あの時はこんなことを感じ考えた。今はどう?(心の混沌を言語化するプロジェクト)
8.No need for words
SNSをやっていると、つられて哀しくなってしまう呟きを目にすることがあります。
わだかまる思い
実生活では口にできない苦しみ
伝えたくても伝える相手がもういない悲しみ
昨年は、著名人の訃報や豪雨被害に纏わるものも多く目にしました。
こちらも悲しくなるものの、それに対する適切なコメントに思い至らず、読んだままとなることがほとんどです。
直接にはコメントしないまでも、自分なりに感じたことは書き留めておきたい。
それが動機となったのが今回の文です。冒頭に短歌の字数で表したのは、その要約と言えるかも知れません。
✿ ✿ ✿
泣き涸れて絞り出(い)だせぬ果てを越え悲しみついに華と昇りぬ
✿ ✿ ✿
自分の考えや感情を表現できるのは自分だけ。脳の中にあるのだから当たり前だ。ところが、実際に表現するのは難しい。少なくとも僕はしばしばそう感じる。
考えや思考は言語で行うので、絵ならまだしも、言葉で表現するのは容易いはずだ。単に脳の中の「考え」を口にするか書けばよい。しかし、やってみると(僕の場合は)口にした途端に内容が散漫になったり、鉛筆を持った途端に手が止まったりする。そのたびに、自分の「考え」を見直さなくてはならない。
もしかすると僕は言語で思考できていないのではないかと思うのだが、今日取り上げたいのはそこではない。「考え」でそうなら、感情表現はもっと難しいだろうという話だ。言語で組み立てられていてもままならないのだから、成り立ちが曖昧な「感情」の難しさは推してくれ知ってくれというわけだ。
尤も、感情の中でも「喜び」はリアルタイムに言葉にしやすい。「感極まって言葉にならない」という表現はもちろんある。しかし、これは「長い一言」と同じだ。一種の形容矛盾、あるいは詭弁で、めでたいどさくさに紛れて弄して喜んでいるだけである。とりあえずそのように言うことで、言葉にすることを達成しており、しかも喜びまで滲ませている。
それに対して、悲しみや苦しみはどうか。まさしく言葉にできないことが多い。表現のための思考が停止してしまい、文字通り言葉がみつけられなくなる。言葉にするには思考の再開を待たなければならない。そのための時間は、悲しみが深いほど長くなる。

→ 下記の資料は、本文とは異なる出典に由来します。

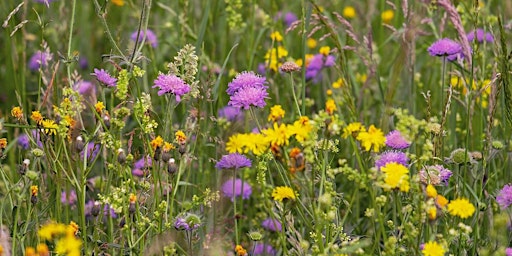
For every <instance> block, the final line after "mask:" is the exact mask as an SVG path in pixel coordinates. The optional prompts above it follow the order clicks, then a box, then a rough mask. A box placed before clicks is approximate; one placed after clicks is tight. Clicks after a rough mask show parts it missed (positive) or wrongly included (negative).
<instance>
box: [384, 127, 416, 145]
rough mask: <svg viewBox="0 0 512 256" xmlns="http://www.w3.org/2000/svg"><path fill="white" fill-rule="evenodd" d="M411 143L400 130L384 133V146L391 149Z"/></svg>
mask: <svg viewBox="0 0 512 256" xmlns="http://www.w3.org/2000/svg"><path fill="white" fill-rule="evenodd" d="M410 145H411V143H409V142H408V141H407V140H405V138H404V137H403V136H402V134H401V133H400V131H398V130H394V131H391V132H390V133H388V135H386V146H387V147H390V148H392V149H406V148H408V147H409V146H410Z"/></svg>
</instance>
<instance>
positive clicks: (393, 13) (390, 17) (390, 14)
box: [380, 10, 395, 24]
mask: <svg viewBox="0 0 512 256" xmlns="http://www.w3.org/2000/svg"><path fill="white" fill-rule="evenodd" d="M380 16H381V19H382V22H384V23H386V24H389V23H390V22H391V20H392V19H393V18H394V17H395V12H394V11H393V10H385V11H383V12H382V14H381V15H380Z"/></svg>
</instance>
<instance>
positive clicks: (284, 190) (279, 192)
mask: <svg viewBox="0 0 512 256" xmlns="http://www.w3.org/2000/svg"><path fill="white" fill-rule="evenodd" d="M272 198H274V201H279V202H282V201H283V200H286V199H290V200H295V199H296V198H297V195H296V194H295V191H294V190H293V189H292V188H290V187H288V186H282V187H276V188H274V190H273V191H272Z"/></svg>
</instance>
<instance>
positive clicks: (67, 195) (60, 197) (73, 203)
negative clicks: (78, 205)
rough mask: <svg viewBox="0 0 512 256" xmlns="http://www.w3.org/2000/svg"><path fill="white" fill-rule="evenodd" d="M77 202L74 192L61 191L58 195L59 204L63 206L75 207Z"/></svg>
mask: <svg viewBox="0 0 512 256" xmlns="http://www.w3.org/2000/svg"><path fill="white" fill-rule="evenodd" d="M77 200H78V197H77V195H76V192H75V191H74V190H71V191H69V193H68V192H66V191H62V192H61V193H60V202H61V203H62V204H63V205H71V206H73V205H75V204H76V201H77Z"/></svg>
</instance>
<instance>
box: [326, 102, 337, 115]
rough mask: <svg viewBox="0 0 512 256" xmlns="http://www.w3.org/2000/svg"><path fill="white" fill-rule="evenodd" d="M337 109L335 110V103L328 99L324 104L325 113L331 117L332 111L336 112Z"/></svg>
mask: <svg viewBox="0 0 512 256" xmlns="http://www.w3.org/2000/svg"><path fill="white" fill-rule="evenodd" d="M336 110H337V108H336V103H335V102H334V100H333V99H328V100H327V101H326V102H325V112H327V113H328V114H329V115H332V114H334V111H336Z"/></svg>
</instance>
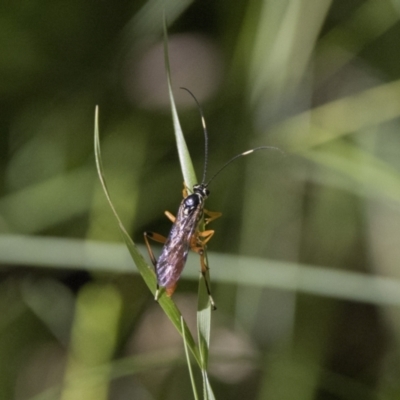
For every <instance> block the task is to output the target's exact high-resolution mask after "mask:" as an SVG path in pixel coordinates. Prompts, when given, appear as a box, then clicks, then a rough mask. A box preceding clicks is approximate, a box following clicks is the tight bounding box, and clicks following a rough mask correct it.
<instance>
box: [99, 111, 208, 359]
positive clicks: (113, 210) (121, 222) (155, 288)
mask: <svg viewBox="0 0 400 400" xmlns="http://www.w3.org/2000/svg"><path fill="white" fill-rule="evenodd" d="M98 119H99V109H98V107H96V111H95V129H94V153H95V158H96V167H97V173H98V175H99V179H100V182H101V185H102V187H103V191H104V194H105V195H106V198H107V201H108V204H109V205H110V207H111V210H112V212H113V214H114V216H115V219H116V220H117V222H118V225H119V228H120V231H121V234H122V237H123V239H124V242H125V244H126V246H127V247H128V250H129V252H130V254H131V256H132V259H133V261H134V262H135V264H136V266H137V268H138V270H139V273H140V275H142V277H143V279H144V281H145V283H146V285H147V286H148V288H149V289H150V291H151V292H152V293H153V295H154V294H155V289H156V276H155V273H154V271H153V269H152V268H151V267H149V266H148V265H147V263H146V261H145V260H144V258H143V256H142V255H141V253H140V252H139V250H138V249H137V247H136V245H135V244H134V242H133V241H132V239H131V237H130V236H129V234H128V232H127V231H126V229H125V227H124V225H123V224H122V221H121V219H120V218H119V216H118V214H117V211H116V210H115V207H114V205H113V203H112V201H111V197H110V194H109V191H108V188H107V184H106V181H105V177H104V172H103V165H102V159H101V150H100V139H99V121H98ZM159 304H160V306H161V307H162V309H163V310H164V312H165V314H166V315H167V317H168V318H169V319H170V320H171V322H172V323H173V324H174V326H175V328H176V329H177V330H178V332H179V333H180V334H181V336H182V337H183V336H184V337H185V338H186V343H187V345H188V347H189V349H190V351H191V352H192V354H193V356H194V358H195V360H196V361H197V363H198V364H199V365H200V366H201V358H200V356H199V352H198V349H197V347H196V344H195V341H194V339H193V336H192V334H191V333H190V330H189V328H188V327H187V325H186V323H185V322H184V321H183V323H182V322H181V318H182V316H181V313H180V311H179V310H178V308H177V307H176V305H175V303H174V302H173V301H172V299H171V298H169V297H167V296H161V298H160V299H159Z"/></svg>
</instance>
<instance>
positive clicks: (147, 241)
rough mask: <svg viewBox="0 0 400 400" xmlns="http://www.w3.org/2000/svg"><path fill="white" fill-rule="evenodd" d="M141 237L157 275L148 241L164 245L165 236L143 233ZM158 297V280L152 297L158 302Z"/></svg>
mask: <svg viewBox="0 0 400 400" xmlns="http://www.w3.org/2000/svg"><path fill="white" fill-rule="evenodd" d="M143 236H144V242H145V244H146V247H147V251H148V253H149V256H150V260H151V263H152V264H153V266H154V270H155V273H156V275H157V259H156V257H155V256H154V253H153V250H152V248H151V246H150V242H149V239H151V240H154V241H155V242H158V243H165V242H166V241H167V238H166V237H165V236H162V235H160V234H159V233H154V232H144V233H143ZM159 295H160V286H159V285H158V280H157V290H156V294H155V296H154V300H155V301H158V297H159Z"/></svg>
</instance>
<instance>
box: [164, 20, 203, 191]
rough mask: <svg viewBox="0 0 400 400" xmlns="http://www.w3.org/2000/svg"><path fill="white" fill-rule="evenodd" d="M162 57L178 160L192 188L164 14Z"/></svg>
mask: <svg viewBox="0 0 400 400" xmlns="http://www.w3.org/2000/svg"><path fill="white" fill-rule="evenodd" d="M164 59H165V68H166V70H167V71H166V72H167V82H168V94H169V99H170V102H171V113H172V121H173V124H174V132H175V139H176V146H177V148H178V155H179V162H180V164H181V170H182V175H183V179H184V181H185V184H186V186H187V187H188V188H190V189H191V188H192V187H193V186H194V185H195V184H196V183H197V182H198V181H197V178H196V173H195V171H194V168H193V163H192V159H191V158H190V154H189V150H188V147H187V145H186V141H185V138H184V136H183V132H182V128H181V124H180V122H179V117H178V112H177V111H176V104H175V99H174V94H173V92H172V83H171V67H170V64H169V52H168V33H167V22H166V20H165V16H164Z"/></svg>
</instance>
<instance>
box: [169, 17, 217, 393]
mask: <svg viewBox="0 0 400 400" xmlns="http://www.w3.org/2000/svg"><path fill="white" fill-rule="evenodd" d="M164 57H165V66H166V69H167V80H168V92H169V97H170V101H171V112H172V119H173V124H174V131H175V138H176V143H177V147H178V153H179V160H180V164H181V169H182V175H183V178H184V181H185V184H186V185H187V186H188V187H189V188H192V187H193V186H194V185H195V184H196V183H197V182H198V181H197V178H196V175H195V172H194V168H193V163H192V160H191V158H190V154H189V150H188V148H187V145H186V142H185V138H184V136H183V132H182V128H181V125H180V122H179V117H178V113H177V111H176V105H175V100H174V95H173V91H172V84H171V68H170V63H169V53H168V34H167V24H166V20H165V17H164ZM200 229H201V230H204V223H203V222H201V223H200ZM204 256H205V258H206V260H207V254H204ZM204 288H205V283H204V282H203V281H202V278H200V284H199V292H198V304H199V309H201V311H200V312H198V314H197V330H198V334H199V347H198V350H199V357H200V368H201V370H202V377H203V386H204V394H205V395H206V394H207V393H209V392H211V393H212V390H211V386H210V384H209V382H208V376H207V372H206V368H207V360H208V347H209V338H210V329H211V304H210V303H209V302H208V295H205V294H204ZM206 304H208V307H207V306H205V305H206ZM206 398H213V396H212V397H208V395H207V397H206Z"/></svg>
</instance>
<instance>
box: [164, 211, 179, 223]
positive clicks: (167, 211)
mask: <svg viewBox="0 0 400 400" xmlns="http://www.w3.org/2000/svg"><path fill="white" fill-rule="evenodd" d="M164 214H165V215H166V216H167V218H168V219H169V220H170V221H171V222H172V223H173V224H174V223H175V220H176V218H175V217H174V216H173V215H172V214H171V213H170V212H169V211H165V212H164Z"/></svg>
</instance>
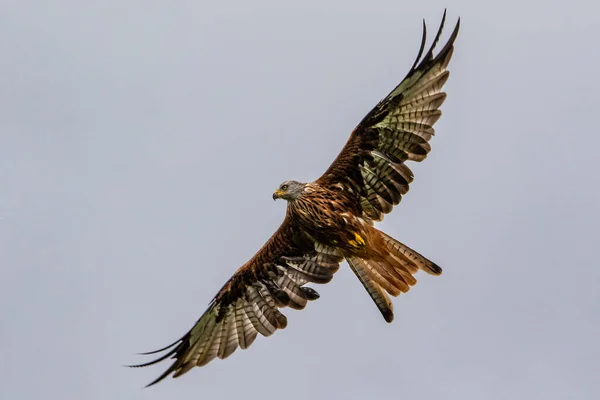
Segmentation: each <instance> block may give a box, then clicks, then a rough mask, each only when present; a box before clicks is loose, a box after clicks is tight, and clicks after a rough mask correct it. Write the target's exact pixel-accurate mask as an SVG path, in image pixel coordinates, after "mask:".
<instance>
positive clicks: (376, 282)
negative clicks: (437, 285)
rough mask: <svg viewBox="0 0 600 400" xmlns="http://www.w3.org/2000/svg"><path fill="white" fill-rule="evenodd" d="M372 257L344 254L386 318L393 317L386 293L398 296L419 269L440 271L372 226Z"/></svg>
mask: <svg viewBox="0 0 600 400" xmlns="http://www.w3.org/2000/svg"><path fill="white" fill-rule="evenodd" d="M371 229H372V231H371V232H370V234H371V235H370V236H371V237H374V236H378V238H377V239H379V240H374V241H371V243H370V244H371V245H372V246H373V248H372V249H371V250H372V251H373V257H371V258H368V259H366V258H360V257H356V256H347V257H346V260H347V261H348V264H349V265H350V268H351V269H352V271H354V273H355V274H356V276H357V277H358V279H359V280H360V282H361V283H362V284H363V286H364V287H365V289H366V290H367V292H368V293H369V295H370V296H371V298H372V299H373V301H374V302H375V305H377V308H379V311H380V312H381V314H382V315H383V318H384V319H385V320H386V321H387V322H392V320H393V319H394V307H393V305H392V301H391V300H390V297H389V296H388V293H389V294H391V295H392V296H398V295H400V293H403V292H404V293H406V292H408V291H409V290H410V287H411V286H413V285H415V284H416V283H417V280H416V279H415V278H414V277H413V275H414V274H415V273H417V271H418V270H420V269H421V270H423V271H425V272H427V273H428V274H430V275H440V274H441V273H442V269H441V268H440V267H439V266H437V265H436V264H435V263H433V262H432V261H430V260H428V259H427V258H425V257H423V256H422V255H421V254H419V253H417V252H416V251H414V250H412V249H411V248H409V247H408V246H406V245H404V244H402V243H400V242H399V241H397V240H396V239H394V238H392V237H391V236H389V235H387V234H385V233H383V232H381V231H379V230H377V229H375V228H371Z"/></svg>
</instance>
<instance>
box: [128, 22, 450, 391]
mask: <svg viewBox="0 0 600 400" xmlns="http://www.w3.org/2000/svg"><path fill="white" fill-rule="evenodd" d="M444 21H445V13H444V19H443V20H442V24H441V26H440V29H439V31H438V33H437V35H436V37H435V38H434V41H433V45H432V46H431V48H430V50H429V51H428V52H427V53H425V55H424V56H423V57H422V58H421V56H422V55H423V51H424V46H425V30H424V32H423V40H422V42H421V49H420V51H419V55H418V56H417V60H416V61H415V63H414V64H413V66H412V68H411V69H410V71H409V73H408V75H407V76H406V77H405V78H404V80H403V81H402V82H401V83H400V84H399V85H398V86H396V88H394V90H392V92H391V93H390V94H389V95H388V96H386V97H385V98H384V99H383V100H381V101H380V102H379V103H378V104H377V105H376V106H375V108H373V110H371V112H369V113H368V114H367V116H366V117H365V118H364V119H363V120H362V121H361V122H360V123H359V124H358V126H357V127H356V128H355V129H354V131H353V132H352V134H351V135H350V138H349V139H348V142H347V143H346V145H345V146H344V148H343V149H342V151H341V152H340V154H339V155H338V157H337V158H336V159H335V161H334V162H333V163H332V164H331V166H330V167H329V169H328V170H327V171H326V172H325V173H324V174H323V175H322V176H321V177H320V178H318V179H317V180H315V181H314V182H311V183H301V182H297V181H286V182H283V183H282V184H281V185H280V186H279V187H278V189H277V190H276V191H275V192H274V194H273V198H274V199H279V198H280V199H284V200H286V201H287V202H288V206H287V212H286V217H285V219H284V221H283V223H282V224H281V226H280V227H279V229H278V230H277V231H276V232H275V233H274V234H273V236H271V238H270V239H269V240H268V241H267V242H266V243H265V245H264V246H263V247H262V248H261V249H260V250H259V251H258V252H257V253H256V254H255V255H254V256H253V257H252V258H251V259H250V260H248V261H247V262H246V263H245V264H244V265H243V266H242V267H240V268H239V269H238V270H237V271H236V272H235V274H234V275H233V276H232V277H231V279H229V281H227V282H226V283H225V285H224V286H223V287H222V288H221V290H220V291H219V292H218V293H217V295H216V296H215V297H214V298H213V300H212V302H211V303H210V304H209V306H208V309H207V310H206V311H205V313H204V314H203V315H202V316H201V317H200V319H199V320H198V321H197V322H196V324H195V325H194V326H193V327H192V329H191V330H190V331H189V332H187V333H186V334H185V335H184V336H183V337H182V338H181V339H179V340H177V341H176V342H175V343H173V344H172V345H170V346H167V347H165V348H163V349H161V350H157V351H154V352H150V353H146V354H154V353H157V352H161V351H166V354H164V355H163V356H161V357H160V358H158V359H156V360H153V361H151V362H149V363H146V364H142V365H138V366H146V365H151V364H154V363H157V362H159V361H162V360H164V359H166V358H168V357H171V358H174V359H175V361H174V362H173V364H172V365H171V366H170V367H169V368H168V369H167V370H166V371H165V372H164V373H163V374H162V375H161V376H159V377H158V378H157V379H156V380H155V381H154V382H152V383H151V385H152V384H154V383H156V382H159V381H160V380H162V379H164V378H165V377H167V376H168V375H170V374H173V377H177V376H180V375H183V374H184V373H186V372H187V371H189V370H190V369H191V368H193V367H196V366H202V365H205V364H206V363H208V362H209V361H211V360H213V359H214V358H216V357H219V358H226V357H228V356H229V355H230V354H231V353H233V351H235V349H236V348H238V347H240V348H242V349H245V348H247V347H248V346H250V344H251V343H252V342H253V341H254V339H255V338H256V336H257V335H258V333H260V334H262V335H264V336H269V335H271V334H272V333H274V332H275V331H276V330H277V329H283V328H285V327H286V326H287V318H286V317H285V316H284V315H283V314H282V313H281V312H280V311H279V310H280V309H281V308H284V307H290V308H294V309H303V308H304V307H305V306H306V304H307V303H308V302H309V301H311V300H316V299H317V298H318V297H319V295H318V293H317V292H316V291H315V290H314V289H312V288H310V287H307V286H306V284H307V283H320V284H322V283H327V282H329V281H330V280H331V279H332V278H333V274H334V273H335V272H336V271H337V270H338V269H339V264H340V263H341V262H342V261H343V260H344V259H345V260H346V261H347V262H348V264H349V266H350V268H351V269H352V271H353V272H354V273H355V274H356V276H357V277H358V279H359V280H360V282H361V283H362V284H363V286H364V287H365V289H366V290H367V292H368V293H369V295H370V296H371V298H372V299H373V301H374V302H375V304H376V305H377V307H378V308H379V311H380V312H381V314H382V315H383V317H384V319H385V320H386V321H387V322H391V321H392V319H393V307H392V303H391V300H390V297H389V295H392V296H398V295H399V294H400V293H403V292H407V291H408V290H409V289H410V287H411V286H413V285H415V284H416V282H417V281H416V279H415V278H414V276H413V275H414V274H416V273H417V271H419V270H422V271H425V272H427V273H428V274H431V275H439V274H441V272H442V270H441V268H440V267H438V266H437V265H436V264H434V263H433V262H431V261H430V260H428V259H427V258H425V257H423V256H422V255H420V254H419V253H417V252H416V251H414V250H412V249H410V248H409V247H407V246H406V245H404V244H402V243H401V242H399V241H397V240H396V239H393V238H392V237H390V236H388V235H387V234H385V233H384V232H382V231H380V230H378V229H377V228H375V226H374V222H377V221H381V220H382V219H383V216H384V215H385V214H387V213H389V212H390V211H391V210H392V208H393V207H394V206H395V205H397V204H398V203H399V202H400V200H401V199H402V196H403V195H405V194H406V193H407V192H408V189H409V185H410V183H411V182H412V180H413V174H412V172H411V170H410V169H409V167H408V166H406V164H405V162H406V161H422V160H423V159H425V157H426V156H427V154H428V153H429V151H430V149H431V146H430V145H429V140H430V139H431V138H432V136H433V134H434V129H433V124H434V123H435V122H436V121H437V120H438V119H439V117H440V116H441V111H440V110H439V107H440V106H441V104H442V103H443V102H444V100H445V98H446V94H445V93H444V92H442V91H441V89H442V86H443V85H444V83H445V82H446V80H447V79H448V75H449V73H448V71H447V70H446V67H447V66H448V63H449V62H450V58H451V57H452V51H453V43H454V40H455V39H456V36H457V34H458V28H459V24H457V25H456V28H455V29H454V31H453V32H452V34H451V36H450V39H449V40H448V42H447V43H446V45H445V46H444V47H443V48H442V50H440V52H439V53H438V54H437V55H435V56H434V54H433V49H434V47H435V45H436V44H437V42H438V40H439V38H440V35H441V31H442V27H443V25H444Z"/></svg>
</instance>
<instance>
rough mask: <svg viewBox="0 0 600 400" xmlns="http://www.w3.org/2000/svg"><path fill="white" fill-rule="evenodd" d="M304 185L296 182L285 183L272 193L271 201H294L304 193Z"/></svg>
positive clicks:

悲しみに叫び、去る人に縋り。くずおれても引き戻せない現実に、涙が涸れ声が嗄れ。思うたびに傷が開くから心を閉じる。茫然自失の時が過ぎる。
その感情を言葉にできるとしたら、その「現実」を意識して見られる、見直せるときだろう。
✿
だから、誰かが綴る悲しみや苦しみをみるといつも思う。
あーよかった。言葉にできるところまでは来られたのだな、と。